The five-year contract means the union will not be able to renegotiate any of the onerous terms in its present contract, and can not legally strike in 1999, even if there is a national strike or a strike at other Tosco facilities.
In California, there will be four Tosco plants acquired from Unocal, and one that already existed. Workers at that refinery have a pretty good contract now, but Tosco will be playing hardball there in 1999. Workers at this refinery will be confronted with the fact that if they strike they will be out on a limb, with four other Tosco refineries in California still producing, unable legally to strike.
The failure to win the demand that Tosco hire all Unocal workers and the five-year contract are the worst aspects of the deal. In addition, Tosco plans to reorganise so that operators will have to cover more sections of the refineries, and also do 36 more jobs that used to be done by maintenance people. The contract reads like the charter of a dictatorship, increasing management's prerogatives and decreasing union power.
In the refinery where I worked, Tosco is considering shutting down a section that makes lubricating oil and other products. Workers there then will be on the streets, unless they become qualified to work in another area and have seniority over workers in that area.
Becoming qualified is not easy. Tosco says it will not organise training for anyone. At best, the "lube stream" workers will have to find someone to train them on their own time, and then bump lower seniority workers from their jobs. This will pit lube oil workers against lower seniority workers in other areas.
The statewide negotiating committee recommended that this poor contract be accepted, as did the leadership of OCAW International. As a result of this default of leadership, a majority of the members who did vote accepted the contract.
One member of the state committee told me that it was impossible to win the demand that Tosco hire everyone. This is false. It depends on the relationship of forces, and the union leadership folded without a fight.
Another rumour was that Tosco would shut down permanently the refinery where I worked, and this scared the negotiating committee.

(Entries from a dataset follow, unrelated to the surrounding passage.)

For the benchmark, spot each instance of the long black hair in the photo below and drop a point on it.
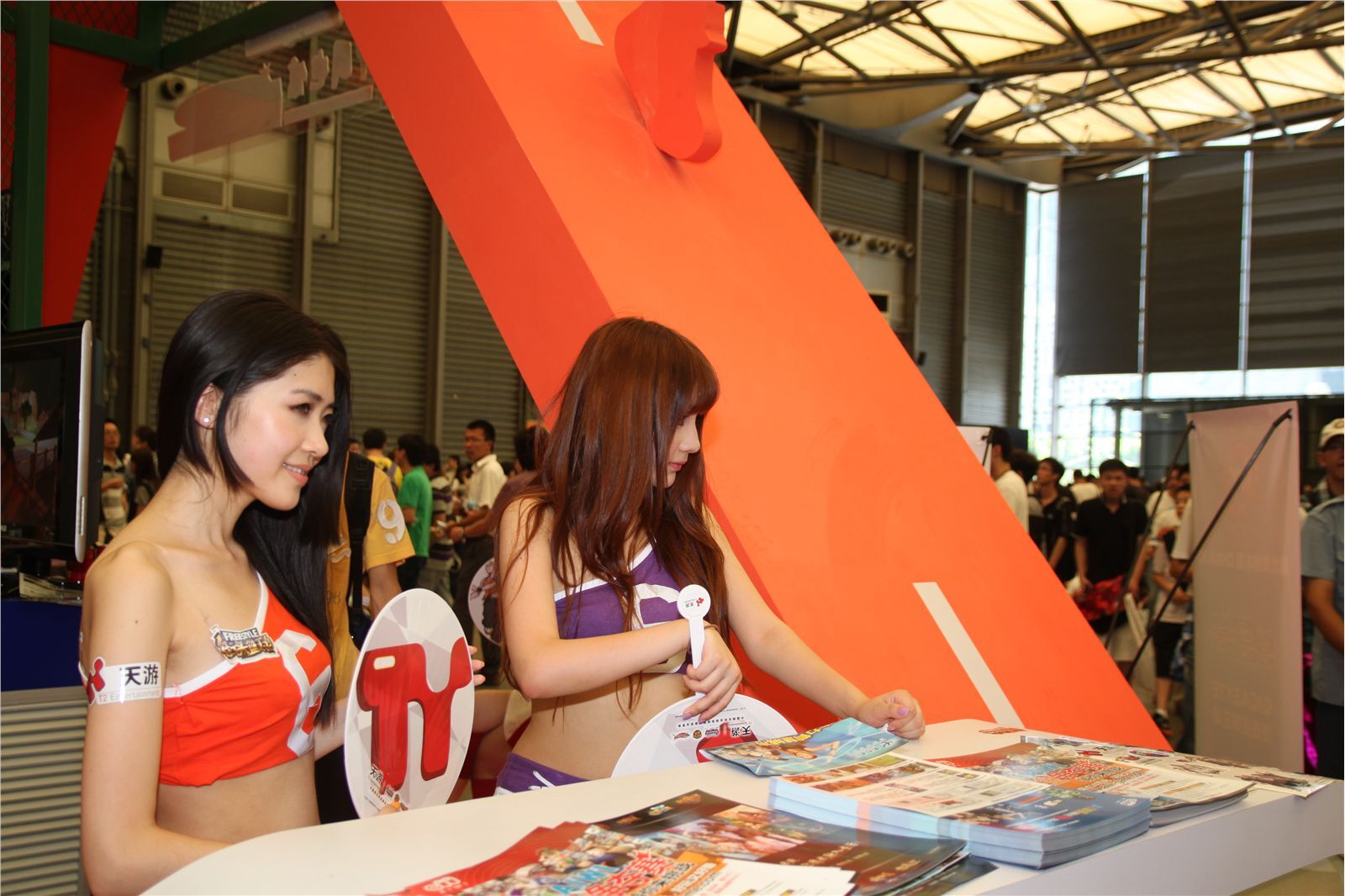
(235, 340)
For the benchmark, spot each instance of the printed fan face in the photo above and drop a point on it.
(409, 712)
(667, 741)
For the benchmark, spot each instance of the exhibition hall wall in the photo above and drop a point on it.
(941, 250)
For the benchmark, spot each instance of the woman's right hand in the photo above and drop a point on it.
(717, 677)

Threatening to shut down plants has been used by many employers to force concessions. But workers have to understand that often the threat is a bluff, in which case knuckling under to it is really stupid. And if the company is really considering shutting down, experience in other industries has demonstrated that the plant most probably will be shut down anyway, even if the workers accept a concessions contract. The decision to shut down is made on the basis of many factors workers don't control, like excess capacity, or outmoded equipment, or market conditions.
In any case, it is better to put up a fight, and lose and be forced to accept a rotten deal than to capitulate without a fight. Could we have won a better contract by fighting? We'll never know.
The complicity of the International OCAW leadership in the affair is troubling from another angle. This leadership talks a good talk when it comes workers' rights, and on social issues like racist or sexist discrimination. It was the main force initiating the embryo Labor Party last summer. But if it counsels capitulation on the ground, as it did, what credibility will it have on other questions?